The Quit

I want to quit, I want to stop, I can not do this, what are you doing!?  This is what my body is telling me the first 10 minutes of my run.  This happens every single time I go for my run.  My mind toys with the idea of stopping.  It gives me the image of relaxing on the coach, having a gallon of ice cream, and watching reruns of Seinfeld, basically heaven for me.   I have never been a fan of running long distance, but the past couple of years I have started to take on the challenge.  The first couple of weeks were terrible.  I would get a half mile in and walk because I was listening to the awful voice of, “take it easy” I knew I would continue to suck on these runs if I kept being a weak minded dick about it.  One day, I went out and blocked out that voice and got through the hardest part of my run, and when it was over; I felt energized.  The next day  I did the same thing, I fought through the difficult part, and came back feeling awesome.  This was a snowball effect that had me to the point at any time during my run where it became difficult I pushed  through because I knew I could do it.

 

I look around when I am public and it scares the hell out of me.  I see people, and I know they have given up, they listened to the little devil voice to take the easy way out.  They gave up on the hard project at work, they gave up standing up for themselves, they quit in the middle of a task.  The easy way out feels good, but it only feels good for 5 minutes then that feeling is forgotten.  However, the feeling of conquering a difficult task, that is the stuff that sticks with a person for the long haul.  The mind now knows that it can get through a hard task, it becomes engrained in your mind.   This can be applied for anything in life.  The quit is dangerous if you give in to it, but if you stiff arm it and keep going you build that muscle to overcome adversity.  WE can conquer the quit and not be like everyone who has given in to it, or we can give in to be mediocre lemmings.  The choice is ours, and we all know what has to be done.

Death

We are all dying, every second a piece of our lives is gone.  We take no notice to it, and go on with our day.  Worrying about an average job we don’t care about, trying to be someone who we are not, but we give no thought that this life can end in less than a second.

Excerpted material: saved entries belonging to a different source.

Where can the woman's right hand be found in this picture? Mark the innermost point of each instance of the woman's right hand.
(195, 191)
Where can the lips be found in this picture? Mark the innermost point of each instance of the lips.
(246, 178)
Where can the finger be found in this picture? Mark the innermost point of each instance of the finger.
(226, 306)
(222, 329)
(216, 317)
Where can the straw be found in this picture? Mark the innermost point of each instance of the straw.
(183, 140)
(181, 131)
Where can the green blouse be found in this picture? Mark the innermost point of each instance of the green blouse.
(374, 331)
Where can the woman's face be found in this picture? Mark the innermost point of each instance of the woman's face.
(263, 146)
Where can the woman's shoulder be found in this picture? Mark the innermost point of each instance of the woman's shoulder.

People are terrified to take chance on a new adventure in life, but they are okay taking shit from a boss who they hate, how does this make sense?  As far as I know we get one shot at this life, so why not make the most out of it?  Getting worked up about an email, or a bad phone call does not matter in the long run.  There are people who are little ants in this world doing what they are told to do.  They fall in line, and then complain that life is not fair and blame everyone else except the person in the mirror.  Stop.  We all have choices and if there is something that needs to change then do it, but do not complain everyday how you hate your job then do nothing about it.  Take a chance on that one thing that will make your happy and do it, if you fail, so what because in the grand scheme of things it does not matter.  Seek death, seek the unknown, put the compass away and go down the road that scares the hell out of you because the next eye blink could be the last.